Graduate student training is a very important part of my educational mission at UC Berkeley. To teach graduate students how to be effective scientists, I interact with each of my PhD students for several hours a week both individually and in groups. I teach them to read the literature, to formulate sound scientific hypotheses, to perform experiments, interpret data, and present and disseminate results. To do this successfully for every student, I have been inspired by Beronda Montgomery’s description of mentoring as gardening. Just as all plants can thrive if given the right environment, I believe that all students can thrive with the right support. This means that I provide tailored support and guidance to each student that considers their unique strengths and areas for growth.

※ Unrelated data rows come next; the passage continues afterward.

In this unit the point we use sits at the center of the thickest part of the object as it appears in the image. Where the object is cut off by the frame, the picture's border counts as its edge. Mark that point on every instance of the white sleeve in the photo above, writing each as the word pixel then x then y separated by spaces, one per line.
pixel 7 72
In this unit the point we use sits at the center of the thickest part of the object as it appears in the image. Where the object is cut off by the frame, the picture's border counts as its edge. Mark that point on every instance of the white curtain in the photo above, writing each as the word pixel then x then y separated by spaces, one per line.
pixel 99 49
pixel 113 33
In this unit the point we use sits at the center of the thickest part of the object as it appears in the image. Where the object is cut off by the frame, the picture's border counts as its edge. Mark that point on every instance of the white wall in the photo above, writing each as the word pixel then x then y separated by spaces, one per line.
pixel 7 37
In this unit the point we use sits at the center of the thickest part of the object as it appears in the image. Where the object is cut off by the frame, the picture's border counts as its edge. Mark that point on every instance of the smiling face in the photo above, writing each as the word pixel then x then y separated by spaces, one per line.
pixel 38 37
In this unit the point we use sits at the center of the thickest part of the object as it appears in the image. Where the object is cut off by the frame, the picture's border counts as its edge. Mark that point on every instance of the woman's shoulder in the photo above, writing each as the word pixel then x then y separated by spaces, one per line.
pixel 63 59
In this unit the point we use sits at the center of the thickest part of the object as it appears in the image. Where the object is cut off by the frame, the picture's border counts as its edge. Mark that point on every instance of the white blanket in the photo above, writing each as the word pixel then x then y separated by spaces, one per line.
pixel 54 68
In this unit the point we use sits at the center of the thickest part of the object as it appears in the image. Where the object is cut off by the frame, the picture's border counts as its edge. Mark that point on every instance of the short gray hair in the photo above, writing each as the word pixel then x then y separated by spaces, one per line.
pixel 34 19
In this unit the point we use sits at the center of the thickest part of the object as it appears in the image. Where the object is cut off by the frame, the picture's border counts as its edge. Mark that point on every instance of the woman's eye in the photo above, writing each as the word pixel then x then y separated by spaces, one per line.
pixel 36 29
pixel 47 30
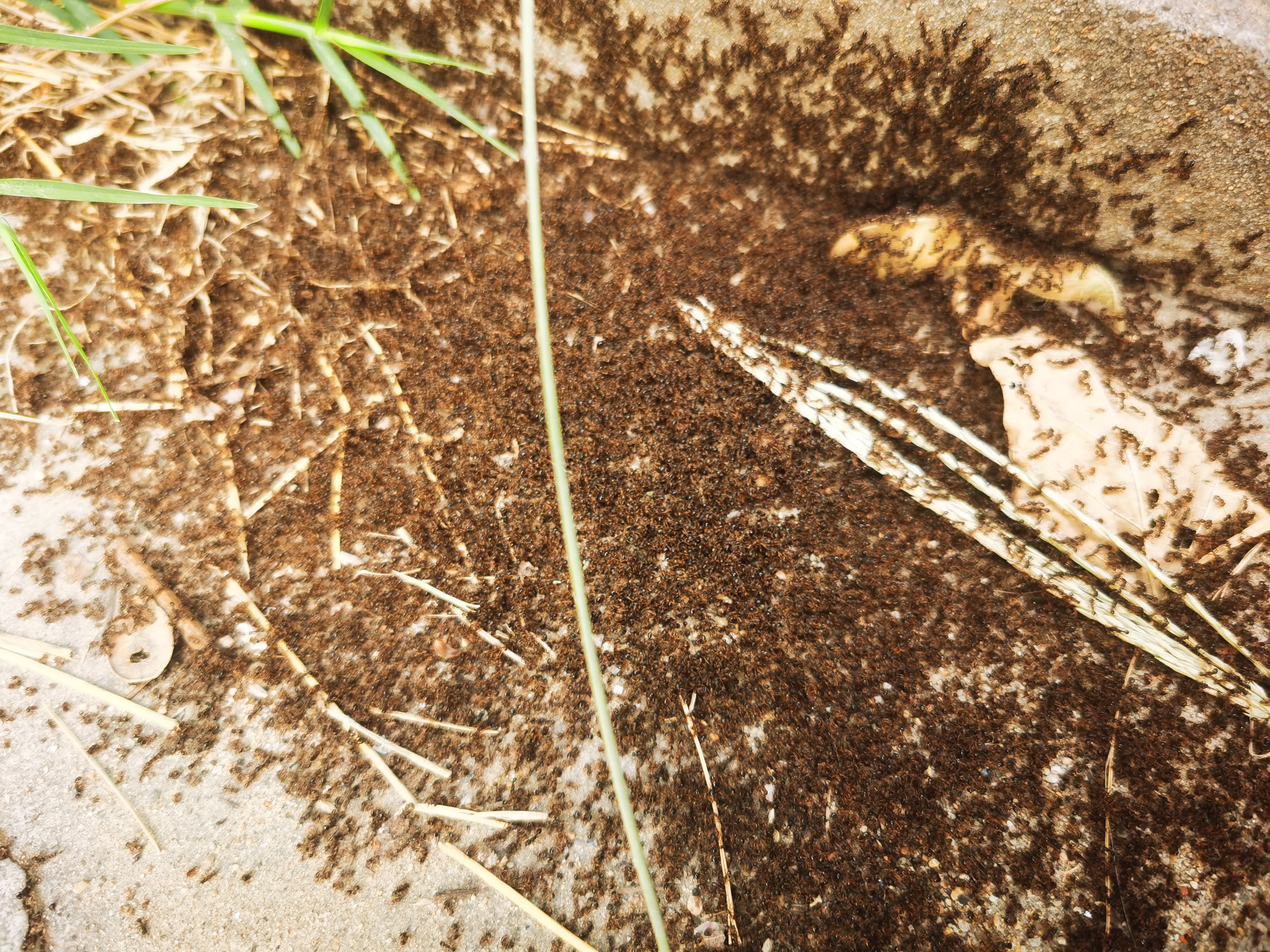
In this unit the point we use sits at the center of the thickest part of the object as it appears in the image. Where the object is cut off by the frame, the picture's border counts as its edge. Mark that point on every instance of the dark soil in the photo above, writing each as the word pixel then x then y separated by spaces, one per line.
pixel 905 692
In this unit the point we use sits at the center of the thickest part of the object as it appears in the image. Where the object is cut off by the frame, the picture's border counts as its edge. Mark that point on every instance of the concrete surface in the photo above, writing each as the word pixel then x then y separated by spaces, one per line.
pixel 1140 73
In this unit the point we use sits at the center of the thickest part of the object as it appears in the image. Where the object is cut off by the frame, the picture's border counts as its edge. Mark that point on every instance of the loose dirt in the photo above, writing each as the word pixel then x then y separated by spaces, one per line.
pixel 880 701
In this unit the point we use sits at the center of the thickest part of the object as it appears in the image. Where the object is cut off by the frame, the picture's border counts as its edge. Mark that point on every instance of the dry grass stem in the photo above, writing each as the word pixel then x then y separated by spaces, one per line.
pixel 233 589
pixel 432 591
pixel 509 654
pixel 442 725
pixel 33 648
pixel 70 681
pixel 423 763
pixel 290 473
pixel 817 404
pixel 380 764
pixel 1109 785
pixel 496 884
pixel 233 502
pixel 1061 501
pixel 337 489
pixel 420 438
pixel 454 813
pixel 333 380
pixel 562 126
pixel 103 775
pixel 135 568
pixel 735 934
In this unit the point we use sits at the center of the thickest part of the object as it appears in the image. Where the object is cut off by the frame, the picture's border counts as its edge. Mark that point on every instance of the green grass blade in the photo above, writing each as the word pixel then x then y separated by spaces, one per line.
pixel 348 88
pixel 339 74
pixel 45 40
pixel 356 41
pixel 260 87
pixel 220 13
pixel 276 23
pixel 55 11
pixel 86 17
pixel 395 73
pixel 57 323
pixel 384 141
pixel 560 475
pixel 76 192
pixel 80 16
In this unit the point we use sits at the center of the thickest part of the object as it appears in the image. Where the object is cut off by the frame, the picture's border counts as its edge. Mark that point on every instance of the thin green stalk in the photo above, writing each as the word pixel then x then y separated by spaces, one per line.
pixel 57 323
pixel 45 40
pixel 395 73
pixel 348 88
pixel 556 437
pixel 78 14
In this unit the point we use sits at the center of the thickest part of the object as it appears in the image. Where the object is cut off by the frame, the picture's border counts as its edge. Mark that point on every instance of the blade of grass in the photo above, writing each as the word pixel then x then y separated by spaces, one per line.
pixel 80 16
pixel 407 79
pixel 348 88
pixel 55 11
pixel 57 323
pixel 350 41
pixel 276 23
pixel 76 192
pixel 556 437
pixel 229 36
pixel 46 40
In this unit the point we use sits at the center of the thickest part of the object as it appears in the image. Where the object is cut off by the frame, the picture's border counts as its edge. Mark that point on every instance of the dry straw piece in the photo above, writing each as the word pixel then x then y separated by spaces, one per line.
pixel 818 403
pixel 103 775
pixel 70 681
pixel 714 808
pixel 35 648
pixel 135 568
pixel 496 884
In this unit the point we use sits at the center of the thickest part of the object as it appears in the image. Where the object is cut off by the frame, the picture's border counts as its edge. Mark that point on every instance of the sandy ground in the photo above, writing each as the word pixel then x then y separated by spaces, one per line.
pixel 229 875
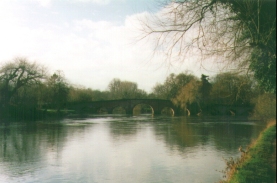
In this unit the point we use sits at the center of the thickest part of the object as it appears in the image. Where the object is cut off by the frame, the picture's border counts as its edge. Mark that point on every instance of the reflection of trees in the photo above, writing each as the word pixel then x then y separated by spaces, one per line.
pixel 123 129
pixel 177 135
pixel 31 143
pixel 192 132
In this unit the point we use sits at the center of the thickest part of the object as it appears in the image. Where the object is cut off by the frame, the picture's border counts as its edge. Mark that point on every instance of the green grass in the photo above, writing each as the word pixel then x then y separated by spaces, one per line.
pixel 255 166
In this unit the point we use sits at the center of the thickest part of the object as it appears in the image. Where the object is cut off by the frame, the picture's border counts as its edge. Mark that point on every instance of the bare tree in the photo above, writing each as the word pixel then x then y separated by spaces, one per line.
pixel 17 74
pixel 228 31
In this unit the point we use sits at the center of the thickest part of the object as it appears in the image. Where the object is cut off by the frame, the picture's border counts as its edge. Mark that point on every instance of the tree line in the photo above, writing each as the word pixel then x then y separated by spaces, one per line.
pixel 25 87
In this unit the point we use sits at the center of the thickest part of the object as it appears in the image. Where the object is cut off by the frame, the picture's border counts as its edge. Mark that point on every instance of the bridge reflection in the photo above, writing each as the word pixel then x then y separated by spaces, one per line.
pixel 129 106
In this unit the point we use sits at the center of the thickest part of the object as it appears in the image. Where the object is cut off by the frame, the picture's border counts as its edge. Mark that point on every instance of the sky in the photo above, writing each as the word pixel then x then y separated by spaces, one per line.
pixel 91 41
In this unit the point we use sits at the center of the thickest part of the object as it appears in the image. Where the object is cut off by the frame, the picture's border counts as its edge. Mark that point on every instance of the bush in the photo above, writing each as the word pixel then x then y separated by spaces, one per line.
pixel 265 107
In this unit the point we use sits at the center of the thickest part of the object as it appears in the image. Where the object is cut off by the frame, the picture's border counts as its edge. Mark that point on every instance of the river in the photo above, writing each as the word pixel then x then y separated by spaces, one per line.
pixel 122 149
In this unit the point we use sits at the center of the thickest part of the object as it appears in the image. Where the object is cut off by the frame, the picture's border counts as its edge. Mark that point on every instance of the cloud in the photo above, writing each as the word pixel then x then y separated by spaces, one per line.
pixel 91 53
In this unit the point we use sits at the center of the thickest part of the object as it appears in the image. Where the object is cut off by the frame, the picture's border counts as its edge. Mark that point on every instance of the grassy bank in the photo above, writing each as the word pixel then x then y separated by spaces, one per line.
pixel 257 163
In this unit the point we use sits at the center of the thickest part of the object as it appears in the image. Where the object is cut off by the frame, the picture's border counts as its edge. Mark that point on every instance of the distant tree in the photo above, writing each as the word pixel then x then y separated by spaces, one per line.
pixel 58 90
pixel 232 89
pixel 240 32
pixel 172 85
pixel 204 92
pixel 18 74
pixel 189 97
pixel 124 90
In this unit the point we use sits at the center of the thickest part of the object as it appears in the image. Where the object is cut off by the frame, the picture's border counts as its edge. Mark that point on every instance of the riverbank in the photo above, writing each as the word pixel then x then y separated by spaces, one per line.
pixel 257 163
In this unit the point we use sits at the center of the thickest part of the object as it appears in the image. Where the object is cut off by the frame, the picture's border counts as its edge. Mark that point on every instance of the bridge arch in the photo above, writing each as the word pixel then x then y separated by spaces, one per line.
pixel 143 109
pixel 119 110
pixel 156 105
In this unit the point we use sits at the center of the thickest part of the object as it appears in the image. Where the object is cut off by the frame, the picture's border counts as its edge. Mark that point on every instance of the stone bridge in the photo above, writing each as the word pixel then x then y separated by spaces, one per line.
pixel 157 105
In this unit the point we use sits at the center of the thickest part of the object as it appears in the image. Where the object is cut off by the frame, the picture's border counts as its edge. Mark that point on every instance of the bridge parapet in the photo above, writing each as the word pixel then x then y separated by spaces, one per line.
pixel 128 104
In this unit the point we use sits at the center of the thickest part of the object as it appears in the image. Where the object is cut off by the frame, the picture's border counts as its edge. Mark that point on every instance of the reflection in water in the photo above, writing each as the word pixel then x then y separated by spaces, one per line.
pixel 121 149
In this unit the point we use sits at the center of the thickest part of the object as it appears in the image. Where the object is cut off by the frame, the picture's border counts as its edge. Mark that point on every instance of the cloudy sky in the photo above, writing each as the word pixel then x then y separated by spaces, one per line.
pixel 91 41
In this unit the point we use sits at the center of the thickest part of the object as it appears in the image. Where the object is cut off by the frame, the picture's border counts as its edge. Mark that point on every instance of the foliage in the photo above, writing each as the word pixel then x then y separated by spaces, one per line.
pixel 255 163
pixel 58 90
pixel 15 78
pixel 232 89
pixel 172 85
pixel 242 33
pixel 265 106
pixel 187 96
pixel 125 90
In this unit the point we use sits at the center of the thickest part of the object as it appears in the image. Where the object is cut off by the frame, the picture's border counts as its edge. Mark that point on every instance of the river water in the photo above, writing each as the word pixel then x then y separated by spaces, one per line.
pixel 122 149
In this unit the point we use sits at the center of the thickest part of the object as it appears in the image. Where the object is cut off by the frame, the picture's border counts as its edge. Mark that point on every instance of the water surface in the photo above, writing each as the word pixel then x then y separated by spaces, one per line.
pixel 122 149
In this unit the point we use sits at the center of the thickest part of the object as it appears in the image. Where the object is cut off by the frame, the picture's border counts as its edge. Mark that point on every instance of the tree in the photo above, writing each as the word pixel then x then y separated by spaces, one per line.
pixel 17 74
pixel 125 90
pixel 172 85
pixel 232 89
pixel 188 97
pixel 240 32
pixel 58 90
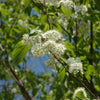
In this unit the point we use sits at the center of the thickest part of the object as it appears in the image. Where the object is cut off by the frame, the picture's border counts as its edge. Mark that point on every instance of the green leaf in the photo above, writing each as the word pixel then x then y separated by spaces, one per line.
pixel 62 74
pixel 19 53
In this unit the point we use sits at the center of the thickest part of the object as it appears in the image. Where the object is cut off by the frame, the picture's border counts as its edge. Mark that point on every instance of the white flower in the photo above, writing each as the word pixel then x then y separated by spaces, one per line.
pixel 69 4
pixel 14 90
pixel 53 35
pixel 63 20
pixel 80 89
pixel 56 48
pixel 75 65
pixel 38 50
pixel 83 9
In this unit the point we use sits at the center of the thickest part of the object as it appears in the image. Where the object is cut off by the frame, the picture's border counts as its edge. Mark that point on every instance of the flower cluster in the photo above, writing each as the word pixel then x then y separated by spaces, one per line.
pixel 75 65
pixel 69 4
pixel 63 20
pixel 45 43
pixel 80 89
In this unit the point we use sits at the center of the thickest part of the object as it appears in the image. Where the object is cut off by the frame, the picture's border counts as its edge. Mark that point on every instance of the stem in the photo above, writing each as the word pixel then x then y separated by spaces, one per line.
pixel 74 76
pixel 76 37
pixel 91 42
pixel 48 19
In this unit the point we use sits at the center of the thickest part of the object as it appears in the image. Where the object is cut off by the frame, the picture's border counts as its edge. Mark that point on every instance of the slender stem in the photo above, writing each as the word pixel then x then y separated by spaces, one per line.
pixel 48 19
pixel 76 37
pixel 74 76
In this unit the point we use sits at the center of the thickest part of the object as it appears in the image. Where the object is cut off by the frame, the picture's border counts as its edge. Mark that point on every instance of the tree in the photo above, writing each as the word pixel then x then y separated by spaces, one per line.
pixel 67 31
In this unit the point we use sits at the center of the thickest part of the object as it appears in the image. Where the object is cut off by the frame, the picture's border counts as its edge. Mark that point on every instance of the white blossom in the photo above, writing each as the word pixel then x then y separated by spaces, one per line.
pixel 14 90
pixel 83 9
pixel 75 65
pixel 80 89
pixel 56 48
pixel 69 4
pixel 38 50
pixel 52 35
pixel 63 20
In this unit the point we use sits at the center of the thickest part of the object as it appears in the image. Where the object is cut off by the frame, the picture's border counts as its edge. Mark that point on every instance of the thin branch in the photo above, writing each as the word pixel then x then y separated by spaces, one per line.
pixel 91 42
pixel 74 76
pixel 76 37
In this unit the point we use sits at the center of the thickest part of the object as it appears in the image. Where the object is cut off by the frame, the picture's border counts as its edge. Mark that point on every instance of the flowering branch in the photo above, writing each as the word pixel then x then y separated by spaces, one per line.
pixel 74 76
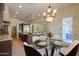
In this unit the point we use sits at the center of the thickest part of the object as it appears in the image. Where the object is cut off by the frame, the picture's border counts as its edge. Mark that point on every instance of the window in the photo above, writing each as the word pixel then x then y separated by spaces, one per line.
pixel 67 30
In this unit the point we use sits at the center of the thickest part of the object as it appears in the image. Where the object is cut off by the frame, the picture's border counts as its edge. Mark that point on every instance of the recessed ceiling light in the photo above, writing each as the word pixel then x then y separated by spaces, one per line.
pixel 16 12
pixel 20 6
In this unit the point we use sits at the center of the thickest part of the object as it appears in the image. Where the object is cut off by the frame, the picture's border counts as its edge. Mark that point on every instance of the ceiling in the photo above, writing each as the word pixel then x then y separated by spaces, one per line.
pixel 34 8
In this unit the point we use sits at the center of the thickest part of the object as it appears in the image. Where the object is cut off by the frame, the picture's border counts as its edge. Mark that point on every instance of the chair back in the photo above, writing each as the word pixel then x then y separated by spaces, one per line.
pixel 30 51
pixel 71 50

My interest in global health, equity in science, teaching and research are most effectively united in my work directing the Alliance for Global Health and Science, an organization dedicated to strengthening scientific capacity in East Africa. My research focuses on Mycobacterium tuberculosis, a major cause of mortality in much of Africa. After years of work in this field, I realized that global health equity can only be achieved if local populations can perform research on diseases that most affect them. Thus, the Alliance hosts an annual “Summer Research Institute” at Makerere University in Kampala, Uganda, a series of individual workshops that train African students in techniques in immunology and molecular biology. UC Berkeley graduate students, both MPH and PhD, are the backbone of the Alliance’s teaching and training in Africa. I teach these Berkeley students that their goals as instructors are as much about learning as teaching. Firstly, they gain insights into the health challenges facing East Africa that are grounded in the real needs of affected communities, which helps inform their own research. They develop a deeper understanding of the social, political, and economic barriers to conducting research in resource-limited settings. They observe the remarkable ingenuity of African researchers who excel at innovating with limited resources. Finally, they build essential skills in teaching and collaborating across cultural contexts, enriching their professional and academic growth.
I am continually learning how to dissolve boundaries between teaching, research and my personal values and goals as a faculty member, as well as barriers that hinder students from fully engaging in their learning within the classroom. I am also mindful that students’ needs and interests evolve over time, which requires me to adapt and refine my approach accordingly. This ongoing work is a privilege that brings profound meaning to my career, far beyond what research alone could provide.